Murderous Requiem is, frankly, still a bit of a mess. Since it’s only half done, and I’d written that half during NaNoWriMo, the quality of this first draft was…rough. Very rough. Was it good? Well…parts of it were. The rewrite helped. But it will still require a lot of rewriting, when it’s finished. I got through the chapters I’d written, and now I’m plowing ahead with the rest of it. So far, the requiem isn’t very murderous. At about halfway through, we have yet to have anything happen, apart from ominous foreshadowing. It’s still entertaining, but the interest comes from the relationships our hero has with the other characters, and his rediscovering of a life he thought he’d left behind.
Seidhman, on the other hand, is getting close to the point where I’ll start sending it out. My friend, Roxanne, handed a copy of the manuscript back to me with copious notes scribbled in the margins — good notes, for the most part, since she knows her history and is a writer, herself. I don’t agree with everything she says (of course), and sometimes decyphering exactly what she’s saying can be a challenge, since her handwriting is…interesting. But a lot of it’s worth considering. So I’m about halfway through the manuscript now, using her notes as a guide.

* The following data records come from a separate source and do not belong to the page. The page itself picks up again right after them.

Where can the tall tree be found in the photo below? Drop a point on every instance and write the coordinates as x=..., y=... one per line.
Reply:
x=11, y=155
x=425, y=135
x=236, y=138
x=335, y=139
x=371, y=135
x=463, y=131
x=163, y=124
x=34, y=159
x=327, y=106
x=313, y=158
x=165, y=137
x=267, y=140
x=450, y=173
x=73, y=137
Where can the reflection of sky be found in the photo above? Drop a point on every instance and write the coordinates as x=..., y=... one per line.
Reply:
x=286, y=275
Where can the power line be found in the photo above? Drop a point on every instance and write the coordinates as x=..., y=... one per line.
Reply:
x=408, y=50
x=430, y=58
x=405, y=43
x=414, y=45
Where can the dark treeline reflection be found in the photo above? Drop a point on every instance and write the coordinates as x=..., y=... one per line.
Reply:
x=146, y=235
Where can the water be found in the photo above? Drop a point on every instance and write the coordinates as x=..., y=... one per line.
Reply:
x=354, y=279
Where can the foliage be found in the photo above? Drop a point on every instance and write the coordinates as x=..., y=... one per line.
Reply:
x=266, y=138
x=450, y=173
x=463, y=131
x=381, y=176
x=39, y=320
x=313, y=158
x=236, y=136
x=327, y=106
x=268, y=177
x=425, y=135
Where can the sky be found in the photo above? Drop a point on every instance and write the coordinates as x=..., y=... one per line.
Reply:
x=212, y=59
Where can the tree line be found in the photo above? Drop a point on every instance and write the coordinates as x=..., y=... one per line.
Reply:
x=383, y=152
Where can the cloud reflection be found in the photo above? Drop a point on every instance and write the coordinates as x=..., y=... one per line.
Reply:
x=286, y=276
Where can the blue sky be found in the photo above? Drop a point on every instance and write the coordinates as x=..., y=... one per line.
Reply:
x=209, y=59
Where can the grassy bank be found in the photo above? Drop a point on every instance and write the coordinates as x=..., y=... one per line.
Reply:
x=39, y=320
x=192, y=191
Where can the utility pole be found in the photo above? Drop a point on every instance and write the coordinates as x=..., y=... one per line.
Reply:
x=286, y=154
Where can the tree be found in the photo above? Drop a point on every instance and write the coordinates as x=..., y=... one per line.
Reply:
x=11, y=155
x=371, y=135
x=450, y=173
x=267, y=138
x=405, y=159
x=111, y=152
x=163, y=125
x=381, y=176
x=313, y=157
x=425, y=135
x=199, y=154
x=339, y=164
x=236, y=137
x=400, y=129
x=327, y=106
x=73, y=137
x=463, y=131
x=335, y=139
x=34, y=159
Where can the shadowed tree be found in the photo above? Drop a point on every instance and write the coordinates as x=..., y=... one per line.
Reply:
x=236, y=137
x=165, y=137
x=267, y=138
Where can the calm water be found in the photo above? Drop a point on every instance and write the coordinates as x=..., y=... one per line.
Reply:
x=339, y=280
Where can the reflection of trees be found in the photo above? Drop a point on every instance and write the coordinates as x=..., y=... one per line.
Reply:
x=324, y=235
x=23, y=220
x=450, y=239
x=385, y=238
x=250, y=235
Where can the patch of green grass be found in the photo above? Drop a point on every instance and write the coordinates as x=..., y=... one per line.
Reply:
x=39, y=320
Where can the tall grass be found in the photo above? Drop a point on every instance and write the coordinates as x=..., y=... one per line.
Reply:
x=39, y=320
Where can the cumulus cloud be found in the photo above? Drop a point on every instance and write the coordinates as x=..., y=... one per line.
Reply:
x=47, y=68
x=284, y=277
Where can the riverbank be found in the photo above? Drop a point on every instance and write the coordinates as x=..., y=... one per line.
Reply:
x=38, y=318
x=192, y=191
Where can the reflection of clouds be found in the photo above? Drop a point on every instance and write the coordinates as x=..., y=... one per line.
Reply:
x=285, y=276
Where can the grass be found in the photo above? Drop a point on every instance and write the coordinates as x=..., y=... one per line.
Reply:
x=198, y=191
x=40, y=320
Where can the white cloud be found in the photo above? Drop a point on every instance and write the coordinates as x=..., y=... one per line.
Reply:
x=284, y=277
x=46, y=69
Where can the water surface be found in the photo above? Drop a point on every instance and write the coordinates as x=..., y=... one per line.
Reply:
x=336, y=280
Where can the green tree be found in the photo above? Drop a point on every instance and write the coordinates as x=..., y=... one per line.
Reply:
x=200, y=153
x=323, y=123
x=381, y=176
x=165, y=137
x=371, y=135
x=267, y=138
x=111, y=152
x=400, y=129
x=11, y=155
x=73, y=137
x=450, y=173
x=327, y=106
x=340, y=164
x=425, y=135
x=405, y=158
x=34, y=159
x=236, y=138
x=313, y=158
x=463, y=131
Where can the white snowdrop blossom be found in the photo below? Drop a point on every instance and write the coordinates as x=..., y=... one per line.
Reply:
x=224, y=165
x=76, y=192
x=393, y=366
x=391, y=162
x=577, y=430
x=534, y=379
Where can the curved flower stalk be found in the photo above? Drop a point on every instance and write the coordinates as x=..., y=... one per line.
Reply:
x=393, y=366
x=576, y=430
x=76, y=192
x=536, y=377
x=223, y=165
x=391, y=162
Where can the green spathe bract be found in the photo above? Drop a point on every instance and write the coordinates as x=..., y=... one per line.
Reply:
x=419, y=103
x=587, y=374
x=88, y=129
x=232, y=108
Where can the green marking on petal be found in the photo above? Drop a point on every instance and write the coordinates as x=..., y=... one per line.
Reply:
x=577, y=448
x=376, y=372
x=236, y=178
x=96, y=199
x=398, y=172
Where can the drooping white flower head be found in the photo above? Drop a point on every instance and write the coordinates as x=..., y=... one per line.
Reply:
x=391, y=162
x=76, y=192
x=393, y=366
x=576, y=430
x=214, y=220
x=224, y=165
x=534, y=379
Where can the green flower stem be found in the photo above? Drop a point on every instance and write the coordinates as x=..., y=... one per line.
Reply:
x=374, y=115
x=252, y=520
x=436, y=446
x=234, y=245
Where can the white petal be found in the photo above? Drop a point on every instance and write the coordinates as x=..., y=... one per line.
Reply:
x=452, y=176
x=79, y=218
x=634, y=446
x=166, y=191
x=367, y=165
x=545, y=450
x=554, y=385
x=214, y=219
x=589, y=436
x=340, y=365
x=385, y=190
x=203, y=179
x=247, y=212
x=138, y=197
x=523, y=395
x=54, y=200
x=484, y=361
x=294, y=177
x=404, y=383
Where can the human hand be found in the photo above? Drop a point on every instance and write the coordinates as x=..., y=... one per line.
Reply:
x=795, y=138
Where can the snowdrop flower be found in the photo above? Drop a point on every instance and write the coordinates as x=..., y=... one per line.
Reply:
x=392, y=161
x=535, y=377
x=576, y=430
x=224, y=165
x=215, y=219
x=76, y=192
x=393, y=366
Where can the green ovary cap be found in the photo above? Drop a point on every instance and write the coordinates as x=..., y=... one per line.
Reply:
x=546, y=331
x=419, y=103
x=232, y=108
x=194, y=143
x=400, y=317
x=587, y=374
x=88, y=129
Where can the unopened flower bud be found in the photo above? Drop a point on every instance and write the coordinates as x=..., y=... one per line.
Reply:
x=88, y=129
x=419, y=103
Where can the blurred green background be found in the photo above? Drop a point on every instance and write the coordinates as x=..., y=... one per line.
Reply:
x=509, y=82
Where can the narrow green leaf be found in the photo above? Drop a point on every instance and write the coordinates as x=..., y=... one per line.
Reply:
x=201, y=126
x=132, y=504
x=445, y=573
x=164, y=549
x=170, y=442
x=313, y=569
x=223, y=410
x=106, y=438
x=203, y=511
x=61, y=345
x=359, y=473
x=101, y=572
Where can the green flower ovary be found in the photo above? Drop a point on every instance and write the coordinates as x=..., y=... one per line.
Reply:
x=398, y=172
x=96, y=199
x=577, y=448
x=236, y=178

A friend of a friend, who lives in Norway, gave the manuscript a read and said she loved it, and found it to have a very Scandinavian feel to it, which was tremendously encouraging. She gave me some notes, as well, but they were mostly minor details, except for some matters of “You can’t get there from here,” which I’ll have to take into account. When you don’t live in an area, you often don’t realize that what looks like a simple route on a map has a towering cliff or a raging river that you can’t cross, forcing you to pick a different route.
I also have a reader in Iceland going over the story, and since she’s an Icelandic historian, that’s nerve-wracking. Hopefully, she won’t come back with, “Foolish American! Don’t ever write anything about my country again!”
So, I’m about halfway through the current draft and it’s getting pretty polished. Depending upon what the woman from Iceland tells me, I will hopefully be able to have a final draft done by spring. Then I have to make decisions about whether to send it to a publisher or to an agent. An agent is preferrable, but these days they appear to demand that you already be published, before they’ll look at your work. I also know of some publishers who might be good fits for the story. But those are small press. And considering how much of myself I’ve invested in this particular novel, I might want to aim at the bigger houses, to begin with.
In the meantime, I’m still fretting about Zack and Larry. I should probably do a final draft of my still-untitled cyberpunk story, so I can have something else ready to put out there. In the event Zack and Larry gets rejected, I’ll at least have something else to pin my hopes on.
Wow. That does sound like an editing frenzy. I can’t imagine editing more than one novel at the same time. I’m usually multi-tasking writing on and editing one. The writing keeps me sane from the editing frenzy. How do you do it? Good luck with your submission!
~Haley
I do it by being ADD. I don’t recommend the technique. :-p
I loved Seidhman — it has a lot of potential, in my opinion. I just hope a major publishing house has the sense to pick it up.
Thanks. I’ve realized in tackling this latest draft that Seidhman is very important to me. It’s not only my first novel, but also my best, to date. I’ve put more research and rewriting into it than anything else I’ve done. And I think it’s damned good. So, hopefully, a publisher out there will agree.